Trends in physician diagnosed gout and gout therapies in the US: results from the national ambulatory health care surveys 1993 to 2009
Department of Medicine, Stanford University, ARAMIS Program, Stanford, CA, 94305, USA
Arthritis Research & Therapy 2013, 15:R181 doi:10.1186/ar4370Published: 6 November 2013
Gouty arthritis (gout) is primarily cared for in ambulatory care settings. Although the prevalence of gout in the US is thought to be increasing, there have been few data on this as well as temporal changes in gout medication use.
We analyzed annual visit and drug utilization data from national sample surveys of physician practices and hospital outpatient clinics in the US from 1993 to 2009. Gout diagnosis was recorded by individual physicians.

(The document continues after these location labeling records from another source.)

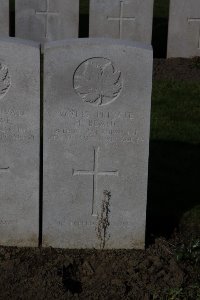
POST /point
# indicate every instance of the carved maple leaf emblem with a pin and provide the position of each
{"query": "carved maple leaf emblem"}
(96, 81)
(4, 80)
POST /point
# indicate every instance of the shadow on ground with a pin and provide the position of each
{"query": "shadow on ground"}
(173, 187)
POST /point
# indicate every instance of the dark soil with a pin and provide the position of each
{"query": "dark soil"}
(71, 274)
(167, 269)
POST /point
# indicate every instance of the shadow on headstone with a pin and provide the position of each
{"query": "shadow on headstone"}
(12, 17)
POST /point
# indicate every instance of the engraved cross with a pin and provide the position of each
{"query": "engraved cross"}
(121, 18)
(190, 20)
(95, 173)
(46, 14)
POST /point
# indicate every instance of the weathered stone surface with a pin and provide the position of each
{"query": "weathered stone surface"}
(19, 142)
(47, 20)
(184, 28)
(96, 133)
(4, 18)
(122, 19)
(97, 95)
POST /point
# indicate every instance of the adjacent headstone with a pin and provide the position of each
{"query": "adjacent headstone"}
(47, 20)
(4, 18)
(184, 28)
(19, 142)
(122, 19)
(97, 95)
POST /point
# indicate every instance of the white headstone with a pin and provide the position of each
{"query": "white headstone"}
(47, 20)
(4, 18)
(97, 95)
(19, 142)
(184, 28)
(122, 19)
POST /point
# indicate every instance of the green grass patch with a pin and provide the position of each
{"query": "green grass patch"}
(175, 111)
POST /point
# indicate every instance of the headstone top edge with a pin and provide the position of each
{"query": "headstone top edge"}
(16, 41)
(97, 41)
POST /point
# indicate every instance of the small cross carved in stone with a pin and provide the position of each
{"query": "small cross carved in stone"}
(95, 173)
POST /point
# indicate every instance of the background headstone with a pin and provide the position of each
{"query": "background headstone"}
(184, 28)
(19, 142)
(122, 19)
(97, 96)
(4, 18)
(47, 20)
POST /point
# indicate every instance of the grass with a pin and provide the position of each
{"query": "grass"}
(176, 111)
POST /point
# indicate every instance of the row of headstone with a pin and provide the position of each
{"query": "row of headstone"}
(49, 20)
(97, 95)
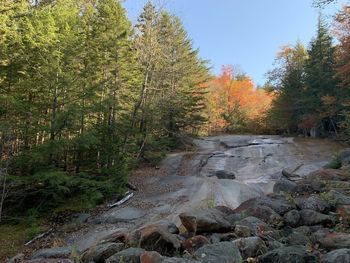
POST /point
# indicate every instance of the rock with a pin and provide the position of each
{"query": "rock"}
(194, 243)
(250, 246)
(313, 203)
(328, 175)
(256, 226)
(101, 252)
(154, 257)
(338, 256)
(310, 217)
(335, 240)
(223, 252)
(222, 174)
(344, 156)
(171, 227)
(57, 252)
(154, 237)
(16, 259)
(344, 214)
(283, 185)
(211, 220)
(48, 260)
(117, 215)
(273, 244)
(130, 255)
(337, 198)
(264, 213)
(118, 236)
(309, 186)
(243, 231)
(296, 254)
(292, 218)
(297, 238)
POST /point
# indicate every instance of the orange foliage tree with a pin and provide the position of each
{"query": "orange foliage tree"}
(235, 105)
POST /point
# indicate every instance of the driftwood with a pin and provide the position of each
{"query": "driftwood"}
(127, 197)
(38, 237)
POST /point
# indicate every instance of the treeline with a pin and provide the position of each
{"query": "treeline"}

The frequency of visits for gout increased three-fold from 1993 through 2009; most of the increases were observed from 2003 onwards. The increase was only partly explained by changes in age and gender composition of the surveys over time. A concomitant increase in prescriptions for allopurinol and colchicine and decrease in prescriptions for anti-inflammatories was observed. Aspirin use, a putative risk factor for gout and gout flares, increased substantially over this period. Probenecid use was negligible. Frequency of systemic steroid use has not changed over time.
The number of ambulatory visits for gout has increased almost three-fold in the first decade of the millennium coinciding with increases in physician and patient awareness. This increase was primarily due to visits among the elderly. Uricosuric use remained negligible whereas the uses of allopurinol and colchicine have increased rapidly. Use of traditional non-steroidals has declined, possibly due to safety concerns whereas glucocorticoid use remains unchanged.